Stop caricaturing themselves. The right has made it very clear that there is no more room for a moderate or a "regular" black republican. Guys like JC Watts and Michael Steele have essentially been run out of the party and replaced with far right black republicans who seem bent on using their blackness to say things a white person wouldn't be able to get away with. Allen West, Alan Keyes, Hermain Cain, and others are in a constant battle of escalation: who can go the farthest to denigrate Barack Obama, or the black community, or both. Even Ben Carson, who on the surface seems like he would be a more traditional black republican, has decided to follow this path.
Liberalism and conservatism are largely based on one's economic views, and what role the government should play. It has nothing to do with race, and therefore there is nothing "wrong" with a black person being a republican. I think republicans could have an opportunity to win over some black people if they weren't so invested in denigrating black people, and trotting out black republicans to denigrate black people even further.

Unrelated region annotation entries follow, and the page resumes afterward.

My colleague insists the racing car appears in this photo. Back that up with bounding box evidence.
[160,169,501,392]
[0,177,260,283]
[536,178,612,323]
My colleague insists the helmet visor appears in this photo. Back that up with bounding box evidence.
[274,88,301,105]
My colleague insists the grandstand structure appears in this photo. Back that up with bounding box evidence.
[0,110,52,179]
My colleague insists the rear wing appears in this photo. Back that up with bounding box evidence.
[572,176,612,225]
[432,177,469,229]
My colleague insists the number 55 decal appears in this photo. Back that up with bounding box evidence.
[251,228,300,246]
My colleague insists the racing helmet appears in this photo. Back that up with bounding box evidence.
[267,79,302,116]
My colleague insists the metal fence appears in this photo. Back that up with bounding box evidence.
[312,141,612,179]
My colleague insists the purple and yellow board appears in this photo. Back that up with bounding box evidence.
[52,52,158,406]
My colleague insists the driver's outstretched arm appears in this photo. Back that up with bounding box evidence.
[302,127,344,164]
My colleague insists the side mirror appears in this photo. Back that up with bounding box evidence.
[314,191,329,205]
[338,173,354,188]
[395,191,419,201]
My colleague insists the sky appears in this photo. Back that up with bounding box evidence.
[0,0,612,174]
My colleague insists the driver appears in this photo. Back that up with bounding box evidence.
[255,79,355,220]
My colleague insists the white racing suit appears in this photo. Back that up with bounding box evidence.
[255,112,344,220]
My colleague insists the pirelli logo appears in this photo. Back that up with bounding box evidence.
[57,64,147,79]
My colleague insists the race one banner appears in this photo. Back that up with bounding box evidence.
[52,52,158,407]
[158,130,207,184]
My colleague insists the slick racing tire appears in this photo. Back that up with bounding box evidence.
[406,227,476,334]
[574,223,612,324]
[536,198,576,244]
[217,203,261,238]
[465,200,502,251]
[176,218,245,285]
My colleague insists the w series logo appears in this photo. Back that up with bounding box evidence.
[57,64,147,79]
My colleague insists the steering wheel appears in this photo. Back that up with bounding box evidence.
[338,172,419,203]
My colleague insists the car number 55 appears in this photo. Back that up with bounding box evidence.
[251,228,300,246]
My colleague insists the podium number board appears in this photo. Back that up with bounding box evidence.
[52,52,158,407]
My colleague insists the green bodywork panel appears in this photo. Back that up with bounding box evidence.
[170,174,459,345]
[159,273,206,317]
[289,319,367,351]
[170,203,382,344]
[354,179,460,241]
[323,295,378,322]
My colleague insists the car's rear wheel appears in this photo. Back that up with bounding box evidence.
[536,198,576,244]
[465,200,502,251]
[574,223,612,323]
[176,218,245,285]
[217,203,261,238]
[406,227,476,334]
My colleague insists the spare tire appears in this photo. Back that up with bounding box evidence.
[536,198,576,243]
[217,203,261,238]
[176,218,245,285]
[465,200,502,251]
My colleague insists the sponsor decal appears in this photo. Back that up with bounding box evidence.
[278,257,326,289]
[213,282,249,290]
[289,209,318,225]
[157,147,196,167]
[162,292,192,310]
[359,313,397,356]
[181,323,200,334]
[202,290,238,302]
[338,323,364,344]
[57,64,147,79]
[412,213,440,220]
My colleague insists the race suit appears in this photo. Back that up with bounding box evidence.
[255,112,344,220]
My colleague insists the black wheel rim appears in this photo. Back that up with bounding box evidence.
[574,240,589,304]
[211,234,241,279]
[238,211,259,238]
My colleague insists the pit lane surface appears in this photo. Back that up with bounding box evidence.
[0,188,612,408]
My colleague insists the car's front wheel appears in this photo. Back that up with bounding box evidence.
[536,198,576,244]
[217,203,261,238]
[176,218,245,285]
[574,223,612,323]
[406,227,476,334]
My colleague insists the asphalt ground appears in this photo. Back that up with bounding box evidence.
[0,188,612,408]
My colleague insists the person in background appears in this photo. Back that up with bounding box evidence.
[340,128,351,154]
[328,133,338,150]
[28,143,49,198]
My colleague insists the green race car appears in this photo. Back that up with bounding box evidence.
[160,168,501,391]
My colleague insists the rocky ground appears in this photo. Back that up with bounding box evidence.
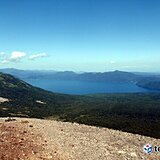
[0,118,160,160]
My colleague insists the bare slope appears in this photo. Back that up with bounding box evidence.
[0,118,160,160]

Ultimately, minorities in the US have always voted in their best economic interest. When Irish people first came to the US they were treated like shyt, especially by republican party bosses on the east coast. Eventually they gravitated towards the democrat party because they actively pursued their support, and decades later JFK came around and solidified them as democrats.
Likewise when Lincoln freed the slaves, black people began voting universally republican. But that slowly started to change after the Great Mississippi Flood of 1927: soon to be (republican) president Herbert Hoover was in charge of cleaning up the flood, and made many promises to the black community most impacted. He was elected a year later with large black support, but over the course of his presidency he didn't follow through on his promises. The black vote began moving to the left in 1932 with FDR, and was fully secured in 1964 with the passage of the Civil Rights Act.

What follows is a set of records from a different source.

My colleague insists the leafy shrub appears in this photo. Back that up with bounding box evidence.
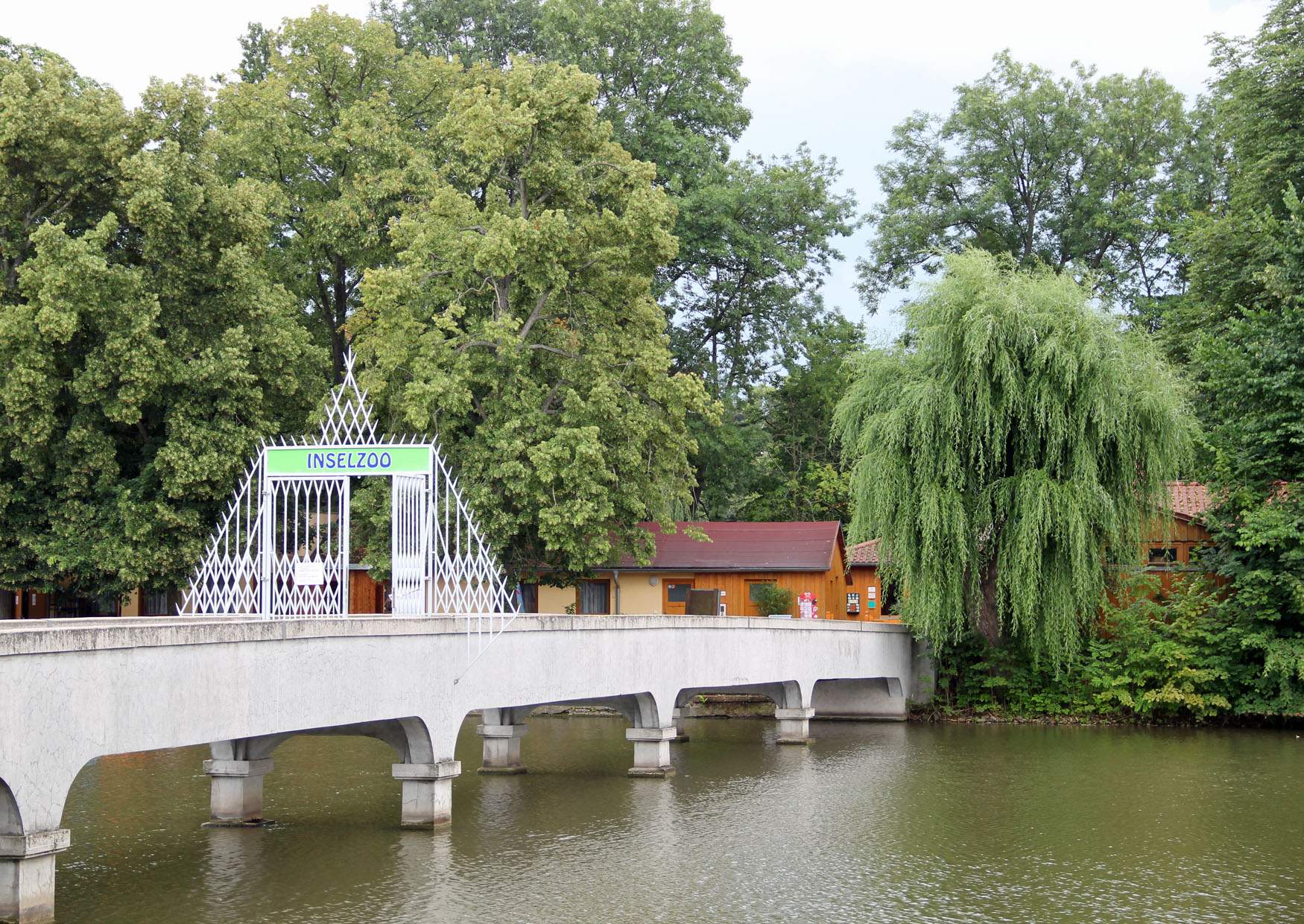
[751,584,793,616]
[935,575,1231,722]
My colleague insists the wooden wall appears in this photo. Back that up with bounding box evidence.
[692,569,852,619]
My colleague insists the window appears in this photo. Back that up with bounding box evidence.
[579,581,612,616]
[665,584,692,604]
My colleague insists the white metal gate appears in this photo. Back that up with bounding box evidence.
[177,353,516,665]
[390,475,431,616]
[261,477,348,616]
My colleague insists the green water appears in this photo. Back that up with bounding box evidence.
[57,717,1304,924]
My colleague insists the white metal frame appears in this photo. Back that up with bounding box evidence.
[179,353,516,646]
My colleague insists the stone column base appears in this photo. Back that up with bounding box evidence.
[390,760,462,829]
[775,709,815,744]
[476,724,525,774]
[671,709,689,744]
[203,757,273,828]
[0,828,71,924]
[624,724,677,779]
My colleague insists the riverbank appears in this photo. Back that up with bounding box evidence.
[531,693,1304,730]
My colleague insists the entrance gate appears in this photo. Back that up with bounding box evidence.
[179,353,516,638]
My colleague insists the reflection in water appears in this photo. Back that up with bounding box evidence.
[57,717,1304,924]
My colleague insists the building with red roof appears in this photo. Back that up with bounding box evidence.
[525,520,852,618]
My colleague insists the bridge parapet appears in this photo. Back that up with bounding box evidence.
[0,614,918,920]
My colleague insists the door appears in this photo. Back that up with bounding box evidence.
[661,578,692,616]
[390,475,431,616]
[259,475,348,616]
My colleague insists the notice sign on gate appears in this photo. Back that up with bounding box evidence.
[295,559,326,588]
[268,444,431,477]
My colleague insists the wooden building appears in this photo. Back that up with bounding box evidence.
[846,539,900,621]
[523,522,852,619]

Ultimately the republican party has made a very blatant gamble on the white vote. They seem to believe that this "us vs them/makes vs takers" stuff is going to propel them back into the White House. The problem is that the white vote is shrinking every 4 years. Meanwhile about 10k Hispanics turn 18 every day in this country. Obama crushed Romney last year and gave a preview of what electoral college politics will look like in the future unless republicans change. They cannot win the presidency unless they start winning over Hispanics, and blacks. They don't need to win the black vote, they just need 10-15% in certain areas of the country (Ohio).
Remember this?
Rove's argument was that there were still white counties that hadn't been counted, and they would win the state for Romney. The problem was that the remaining uncounted black vote in the Cleveland area was so large that it didn't matter.
Now you know why republicans are fighting their hardest to restrict voting rights. And why they're trotting out black republicans to defend this shyt.